Course unit details:
Quaternary Climates and Landscapes

Unit code GEOG21431
Credit rating 20
Unit level Level 2
Teaching period(s) Semester 1
Offered by Geography
Available as a free choice unit? Yes

Overview

The Quaternary is a period of profound global change, including advances and retreats of ice sheets, expansions and contractions of desert regions and large, rapid changes to both ocean circulation and the biosphere. Understanding the Quaternary period provides the context for present day climate issues and a backdrop to human evolution. This course provides a general introduction to the Quaternary climate system and its impacts on the environments and landscapes of the last 2.58 million years. By exploring these timescales we gain critical insights into the nature and sensitivity of the global climate system to external forcing and internal interactions between the various ‘spheres’ (atmosphere, lithosphere, cryosphere, hydrosphere and biosphere). This course will also explore global and local archives of climate change and learn about the responses of different landscapes and environments.

 

Aims

  • provide an introduction to the nature and impacts of Quaternary climate change across a range of timescales
  • outline the climatic, environmental changes and impacts on landscapes that occurred as the result of orbital-forcing of climate, as well as abrupt reorganisations within the Earth system.
  • briefly explore the possible connections between human evolution/migration and climatic and environmental change.
  • provide a starting point for exploring the major archives and proxies of climatic and environmental change used by Quaternary scientists.

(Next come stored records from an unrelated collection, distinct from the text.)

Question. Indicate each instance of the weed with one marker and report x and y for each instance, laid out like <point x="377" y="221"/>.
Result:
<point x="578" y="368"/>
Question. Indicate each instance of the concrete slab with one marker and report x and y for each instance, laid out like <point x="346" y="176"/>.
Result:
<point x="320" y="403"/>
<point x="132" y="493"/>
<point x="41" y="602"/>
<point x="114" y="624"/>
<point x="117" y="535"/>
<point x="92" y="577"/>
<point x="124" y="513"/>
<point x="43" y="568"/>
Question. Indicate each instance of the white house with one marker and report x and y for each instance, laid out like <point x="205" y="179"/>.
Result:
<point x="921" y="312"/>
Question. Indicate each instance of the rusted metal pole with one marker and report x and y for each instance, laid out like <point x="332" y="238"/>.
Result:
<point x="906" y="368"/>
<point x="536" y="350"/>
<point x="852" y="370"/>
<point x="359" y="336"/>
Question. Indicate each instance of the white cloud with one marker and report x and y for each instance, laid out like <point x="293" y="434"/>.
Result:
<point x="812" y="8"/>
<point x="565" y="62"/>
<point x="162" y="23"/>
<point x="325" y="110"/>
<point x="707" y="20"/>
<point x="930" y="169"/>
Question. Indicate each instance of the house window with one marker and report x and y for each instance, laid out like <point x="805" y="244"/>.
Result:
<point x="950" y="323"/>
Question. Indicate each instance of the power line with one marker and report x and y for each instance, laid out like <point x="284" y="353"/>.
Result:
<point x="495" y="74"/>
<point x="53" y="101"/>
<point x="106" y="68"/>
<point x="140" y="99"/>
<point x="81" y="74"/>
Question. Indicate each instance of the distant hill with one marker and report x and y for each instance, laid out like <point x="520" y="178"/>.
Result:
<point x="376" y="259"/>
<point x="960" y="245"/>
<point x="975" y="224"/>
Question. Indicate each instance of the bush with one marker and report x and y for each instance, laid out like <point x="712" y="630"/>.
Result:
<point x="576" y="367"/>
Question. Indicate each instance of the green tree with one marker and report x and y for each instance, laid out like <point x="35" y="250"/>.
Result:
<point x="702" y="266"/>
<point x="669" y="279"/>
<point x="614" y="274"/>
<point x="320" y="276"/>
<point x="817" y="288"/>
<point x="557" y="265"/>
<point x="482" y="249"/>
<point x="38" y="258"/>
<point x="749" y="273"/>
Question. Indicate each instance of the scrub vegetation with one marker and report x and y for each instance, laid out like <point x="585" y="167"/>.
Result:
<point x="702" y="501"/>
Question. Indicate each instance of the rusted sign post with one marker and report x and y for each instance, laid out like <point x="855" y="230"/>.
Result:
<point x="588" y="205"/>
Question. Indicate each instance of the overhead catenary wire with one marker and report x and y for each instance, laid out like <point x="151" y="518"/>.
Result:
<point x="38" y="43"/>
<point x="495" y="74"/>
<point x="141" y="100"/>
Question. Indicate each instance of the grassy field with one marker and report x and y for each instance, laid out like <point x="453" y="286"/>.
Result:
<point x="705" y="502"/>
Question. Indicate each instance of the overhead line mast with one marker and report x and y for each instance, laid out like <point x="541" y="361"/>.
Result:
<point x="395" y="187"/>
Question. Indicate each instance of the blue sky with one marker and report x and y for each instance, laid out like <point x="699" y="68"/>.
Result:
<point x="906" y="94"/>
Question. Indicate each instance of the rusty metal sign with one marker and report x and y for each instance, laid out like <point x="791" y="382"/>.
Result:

Teaching and learning methods

The course is delivered though lecture classes (10 x 2hr) and supported by a programme of seminars, which includes a museum visit and computer practical class to build confidence in data analysis.  Independent reading and study is essential. Reading lists and links to electronic resources will be provided on Blackboard. You are encouraged to use the discussion forum on Blackboard to discuss common questions and ideas about the course and share useful resources. 

Knowledge and understanding

  • describe and explain the nature of Quaternary climate change, from the ice age cycles to rapid changes
  • understand the response and development of a range of dynamic landscapes to climatic changes during the Quaternary
  • describe, explain and evaluate some of the key archives and methods used to trace past climate and environmental change
  • describe and evaluate the links between the evolution and migration of hominins and Quaternary climatic and environmental change

Intellectual skills

  • describe, explain and critically evaluate literature and datasets.
  • understand more about the process of research into past climate

Practical skills

  • confidently plot Quaternary datasets on time-axis using Excel.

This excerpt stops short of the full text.